Page 318 of Dragon Slayer

Vlad recognized the car: he’d seen it in the vast underground parking structure when he’d been given his initial tour of the compound; long, and black, and chrome, and described as “an old thing” by Fulk le Strange. His car, one he’d had since “it rolled off the line in Detroit.” Whatever that meant.

“That would be my brother,” Vlad said. There was a sudden scramble, a reflexive reach for guns, for radios. “You will not interfere,” Vlad said, deep voice echoing off the walls. Everyone froze again. “My brother has been held as a prisoner his entire life, and that ends today. He’s not the warrior – I am. You don’t need him. Surely if there was anything useful to be discovered about his magic, you would have already done so. So yes, he’s leaving, and you’re to allow it.”

He turned to Talbot again. “Valerian has saved your daughter’s life.” His mouth fell open. “And she’s chosen to leave with him. As have the wolves: the baron and baroness are bound to Val now, a bond that persists until death.”

“He – he–” The doctor gulped. “What did he…?”

“He turned her. As I said: he saved her life.”

Talbot groaned and clutched at his belly, as if in pain. He sank backward into a chair, head hanging low. “God…oh my God…”

“Major Treadwell,” Vlad said, and turned to find the man standing upright, though shaking. He stiffened when Vlad’s gaze fell on him, but he didn’t shrink away.

“Yes, sir?”

“See that Sergeant Ramirez gets safely to her room. You will do this alone, without any of the guards.”

“Yes, sir.”

“And then you will report back to me so that we may discuss strategy. If I’m going to plan a war, I will need the assistance of a modern military man, and not these doctors.”

“Yes…sir.”

On the screen, the car left the garage.

Vlad wiped his sword clean on the dead man’s sleeve and thought,finally.

He would finally have his revenge for the evils his uncle had inflicted upon the world.

And, God willing, Val would never have to see any of them ever again.

~*~

Mia couldn’t catch her breath.

The Cadillac went around the fountain with a spray of gravel, fish-tailing, and then roared up the drive, through the massive iron gates. No one tried to stop them. No one shot at them. Trees enfolded them, and the round yellow headlights, so delightfully old fashioned, carved a path through an alley of close-set tree trunks.

In the back seat, she leaned forward and put her head between her knees, struggling to get her lungs to work right.

Val cupped his hand around the back of her neck. “Darling.” Laced with worry.

“I’m okay,” she panted. “I’m okay, I just…” It was hitting her all at once. “I can’t believe we just…didthat.”

His squeezed once, gently, comforting. But he didn’t give her any false platitudes or try to tell her how to think about it.

It would be…a while, she knew…before she could wrap her mind all the way around the entire chain of events.
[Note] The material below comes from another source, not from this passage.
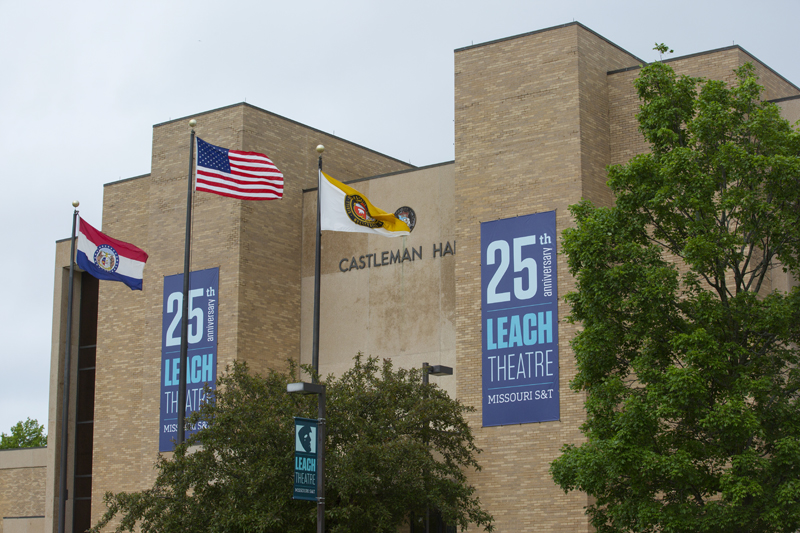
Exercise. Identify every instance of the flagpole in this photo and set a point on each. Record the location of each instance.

She’d drunk blood tonight.

Become a vampire tonight.

Watched two men get killed tonight.

She cut a glance across Val’s lap – he was sitting in the center of the wide backseat – to the silent man with the long dark hair on the far side. She’d watched him drive a knife through two throats, and here he sat, totally unbothered, staring at the back of Annabel’s head.

She was still figuring out this whole incredible sense of smell thing, but he smelled…different. Like an attic trunk full of old books; a picnic tablecloth left out in the rain.

Val caught her gaze, the dark of the car more like twilight to her new eyes, and lifted his brows in silent question.